US electric car maker Tesla has become the latest victim of the situation in the Red Sea, with the company announcing on Friday that it is suspending most of its production near Berlin as the rerouting of shipping lanes has caused a lack of components, according to a Reuters report.
Fears of shortages are also rising. About 780,000 standard containers fewer than anticipated will arrive in Asia just prior to the Chinese lunar New Year, which falls in mid-February this year, according to an analysis posted on industry portal Baltic Exchange on January 11.
A shortage of empty containers seriously disrupted global trade flows during the pandemic years, with countries such as China, the world's leading container maker, ramping up output to meet demand.
Wang Lingjun, vice minister of the General Administration of Customs of China, highlighted the impact of the Red Sea crisis at a press briefing on Friday.
However, industry sources in China said that under current conditions, the impact is still limited, and China's complete supply chain can cope with the situation.
Wu Minghua, a veteran shipping analyst, told the Global Times on Sunday that knock-on effects such as container shortages generally happen following the delays and diversions away from the Red Sea amid the crisis, but there's been little impact so far on companies in China over containers.
"The Red Sea crisis has dealt a serious blow to entire seaborne trade supply chains, including transshipment, amid a small peak holiday season for cargo delivered from East Asia to the European and American markets, adding pressure on deliveries," Wu said.

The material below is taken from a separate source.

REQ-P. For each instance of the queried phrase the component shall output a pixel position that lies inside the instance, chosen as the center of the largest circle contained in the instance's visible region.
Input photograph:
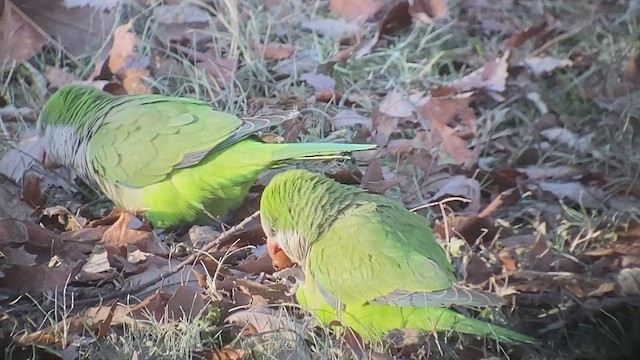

"However, things have not been so bad as to affect container equilibrium across the continent. Some cross-ocean trade, such as the Pacific route, has not been affected."
A manager at a Shenzhen-based shipping company told the Global Times on Sunday on condition of anonymity that concerns over the shortage of containers in China do exist, but this problem has greatly improved since the pandemic.
"The number of containers exported by China is sufficient because most companies have maintained adequate containers and can resort to alternatives or transfer them from other ports," the manager said.
Others, including those operating China-Europe cargo trains, said that there's been no impact.
"We see an increase in bookings especially for routes departing for Germany and Spain. Each train can carry up to 60 containers and serve as a substitute for sea transportation to some extent," a representative of a logistics firm told the Global Times.